In Hebrew, the word “satan” isn’t so much of a name as it is a term for “adversary” or “accuser”. The heavenly adversary from Job and Zecharaiah is called “Ha-Satan,” or “The Satan,” the ultimate accuser. He serves as something of a prosecuting attorney, pointing his finger at , for instance, God’s faithful servant Job (in Job) or the high priest Joshua (in Zechariah): He loves to tell God just how terrible they are. How terrible we are.

In Christianity over the centuries, the term “satan” has lost its generic roots and become more or less another name for the fallen archangel Lucifer, or the devil. But the word “devil” has some interesting linguistic roots, too—a word that came from the Greek word diabolos, which means “slanderer.” Again, there’s the tang of the accuser here—one who may resort to lies and  half-truths to drive a wedge between the Creator and us, His created.

One need not look much farther than the serpent in the Garden of Eden (never explicitly equated with the devil in Genesis proper, but by the New Testament, some dotted lines are drawn between the two). The snake tells Eve that eating from the tree at the center of Eden won’t kill her, as God said, but that “when you eat from it your eyes will be opened, and you will be like God, knowing good and evil (Gen. 3:5).” The snake was at least partly right: Eve ate fruit from the tree and was suddenly embarrassed by her own nakedness—a revelation that got she and Adam (who also ate the fruit) kicked out of Eden. And sure enough, the fruit didn’t kill her right away. But from that moment on, according to the story, men and women weren’t the immortal creatures God intended: They had a timer on their lives.

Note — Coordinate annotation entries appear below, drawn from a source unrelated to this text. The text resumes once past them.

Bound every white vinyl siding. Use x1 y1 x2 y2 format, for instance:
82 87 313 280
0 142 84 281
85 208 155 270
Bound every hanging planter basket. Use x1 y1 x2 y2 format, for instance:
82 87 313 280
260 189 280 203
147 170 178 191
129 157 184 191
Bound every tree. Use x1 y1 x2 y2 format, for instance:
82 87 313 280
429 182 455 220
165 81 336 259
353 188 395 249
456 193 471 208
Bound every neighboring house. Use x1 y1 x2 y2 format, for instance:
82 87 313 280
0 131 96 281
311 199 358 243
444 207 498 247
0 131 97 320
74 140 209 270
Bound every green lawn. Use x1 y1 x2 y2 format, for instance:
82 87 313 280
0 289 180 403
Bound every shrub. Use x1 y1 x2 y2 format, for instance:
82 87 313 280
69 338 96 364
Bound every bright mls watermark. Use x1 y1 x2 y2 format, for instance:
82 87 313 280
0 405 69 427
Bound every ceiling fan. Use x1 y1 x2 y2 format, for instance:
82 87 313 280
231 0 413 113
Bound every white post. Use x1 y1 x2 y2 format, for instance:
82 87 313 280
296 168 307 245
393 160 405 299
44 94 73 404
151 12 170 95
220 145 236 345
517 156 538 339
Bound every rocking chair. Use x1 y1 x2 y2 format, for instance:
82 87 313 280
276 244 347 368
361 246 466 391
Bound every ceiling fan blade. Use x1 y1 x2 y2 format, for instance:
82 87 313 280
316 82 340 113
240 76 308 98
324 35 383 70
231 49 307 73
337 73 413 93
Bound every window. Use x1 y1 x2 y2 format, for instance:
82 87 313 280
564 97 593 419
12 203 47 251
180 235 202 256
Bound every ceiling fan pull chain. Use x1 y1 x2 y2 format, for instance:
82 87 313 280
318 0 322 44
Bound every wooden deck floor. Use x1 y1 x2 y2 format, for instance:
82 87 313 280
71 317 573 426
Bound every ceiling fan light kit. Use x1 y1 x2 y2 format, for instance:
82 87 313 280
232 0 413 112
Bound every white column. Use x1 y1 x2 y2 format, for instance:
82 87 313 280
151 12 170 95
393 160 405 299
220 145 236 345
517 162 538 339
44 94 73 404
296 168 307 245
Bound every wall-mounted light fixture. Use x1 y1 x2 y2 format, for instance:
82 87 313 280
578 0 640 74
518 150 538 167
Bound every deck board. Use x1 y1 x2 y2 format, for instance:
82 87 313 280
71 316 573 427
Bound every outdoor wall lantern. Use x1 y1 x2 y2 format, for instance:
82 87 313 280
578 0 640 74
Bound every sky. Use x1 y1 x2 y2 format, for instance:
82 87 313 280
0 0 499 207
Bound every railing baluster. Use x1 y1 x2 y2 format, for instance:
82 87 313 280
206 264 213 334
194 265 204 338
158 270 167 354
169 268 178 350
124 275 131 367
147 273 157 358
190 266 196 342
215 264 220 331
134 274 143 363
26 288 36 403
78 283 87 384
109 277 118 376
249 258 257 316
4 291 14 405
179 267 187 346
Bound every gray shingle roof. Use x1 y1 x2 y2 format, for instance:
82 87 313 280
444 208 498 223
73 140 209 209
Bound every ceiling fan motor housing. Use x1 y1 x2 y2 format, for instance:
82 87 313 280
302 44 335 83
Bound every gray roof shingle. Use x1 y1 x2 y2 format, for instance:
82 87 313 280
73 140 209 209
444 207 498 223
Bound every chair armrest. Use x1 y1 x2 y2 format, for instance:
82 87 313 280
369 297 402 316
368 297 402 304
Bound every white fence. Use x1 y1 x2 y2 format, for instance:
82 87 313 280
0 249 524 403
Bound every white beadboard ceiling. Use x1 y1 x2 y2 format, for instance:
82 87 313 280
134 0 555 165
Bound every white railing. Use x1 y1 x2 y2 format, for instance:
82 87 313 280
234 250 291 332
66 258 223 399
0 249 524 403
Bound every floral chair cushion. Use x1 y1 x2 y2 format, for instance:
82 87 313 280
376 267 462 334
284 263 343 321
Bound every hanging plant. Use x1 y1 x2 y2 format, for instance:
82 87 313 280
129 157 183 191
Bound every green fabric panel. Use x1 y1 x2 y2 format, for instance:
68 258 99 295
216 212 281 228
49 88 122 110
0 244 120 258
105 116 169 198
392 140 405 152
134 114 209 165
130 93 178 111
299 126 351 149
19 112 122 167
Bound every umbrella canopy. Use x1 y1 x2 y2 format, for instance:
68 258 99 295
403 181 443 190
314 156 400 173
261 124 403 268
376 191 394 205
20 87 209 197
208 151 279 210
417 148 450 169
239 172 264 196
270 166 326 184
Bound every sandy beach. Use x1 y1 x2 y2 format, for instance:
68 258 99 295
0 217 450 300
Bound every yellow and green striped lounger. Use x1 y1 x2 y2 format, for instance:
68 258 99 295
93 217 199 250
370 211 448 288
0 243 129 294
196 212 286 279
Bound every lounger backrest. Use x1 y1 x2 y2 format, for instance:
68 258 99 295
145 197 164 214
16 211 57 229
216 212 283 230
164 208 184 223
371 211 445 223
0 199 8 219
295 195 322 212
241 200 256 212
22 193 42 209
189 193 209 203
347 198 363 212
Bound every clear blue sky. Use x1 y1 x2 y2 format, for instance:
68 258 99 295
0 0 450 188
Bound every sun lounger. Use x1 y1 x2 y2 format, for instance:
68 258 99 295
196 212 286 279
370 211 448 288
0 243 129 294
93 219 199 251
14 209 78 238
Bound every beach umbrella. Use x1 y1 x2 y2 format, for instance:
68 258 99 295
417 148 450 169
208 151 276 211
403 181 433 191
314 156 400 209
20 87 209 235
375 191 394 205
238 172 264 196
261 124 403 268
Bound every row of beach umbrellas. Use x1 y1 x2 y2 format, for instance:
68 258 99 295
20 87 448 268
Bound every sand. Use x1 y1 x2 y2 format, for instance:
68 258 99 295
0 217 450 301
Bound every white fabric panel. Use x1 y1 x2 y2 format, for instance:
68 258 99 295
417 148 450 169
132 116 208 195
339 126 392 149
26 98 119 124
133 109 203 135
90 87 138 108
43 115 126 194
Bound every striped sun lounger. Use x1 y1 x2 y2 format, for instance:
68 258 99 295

The serpent’s whispers drove a wedge between God and his created people. And throughout the Bible, we see Satan repeatedly try to drive wedges between God and us through whispers and doubts and temptations. He works not so much as an explicit tyrant but an oily-voiced propogandist, the ultimate Grima Wormtongue.

The Dick Cheney we see portrayed in Vice is certainly a terrible person, selfish and duplicitous and power hungry. Vice takes pains, in fact, to demonize the man. But when we look at the Satan in the Bible—the accuser, the slanderer—it seems the movie itself has more in common with ol’ Scratch.

Director Adam McKay says he stuck to the facts as much as possible, and he tells viewers at the very beginning that what follows is a “true” story. But he throws in a caveat that to be completely accurate is probably impossible, given Cheney’s penchant for secrecy. As Kyle Smith wryly notes for The National Review, “So it’s really Cheney’s fault if anything in the movie happens to be wrong.”

(Ironically, McKay admits he didn’t even try to ask Cheney about anything: “As soon as you go to Dick Cheney, it’s an authorized biography, which means he can cut out whatever he wants,” he told The Daily Beast. “And we don’t want that.”)

Insiders to the George W. Bush administration doesn’t reflect what actually happened. Christian Toto, my friend and movie colleague, interviewed lots of folks who knew and worked with Cheney closely for The Washington Times, and they call Vice a work of unadulterated fiction. “I thought it was hilarious … and so far from the reality that I know,” Alberto Gonzales, who served as Bush’s attorney general from 2005-07, said.

Forget Cheney as Satan: It’s Vice that serves as the biblical accuser. What a terrible person! the movie shouts with pointed finger. Dirty. Unsalvageable. Evil.

But instead of the movie trying to sway God, as Satan does in the Bible, it’s trying to convince us. We are the judge in this scenario.

Listen, I totally understand why people might’ve had serious issues with Cheney and his policies. He was, and is, a controversial guy, and if you want to condemn his ideas or decisions, that’s all fair and good. But I think there’s a difference between disagreeing with someone and demonizing them—throwing them into our cultural Lake of Fire, to burn for all eternity.

Christian Bale thanked Satan for inspiring him in Vice. He was more on point than he realized.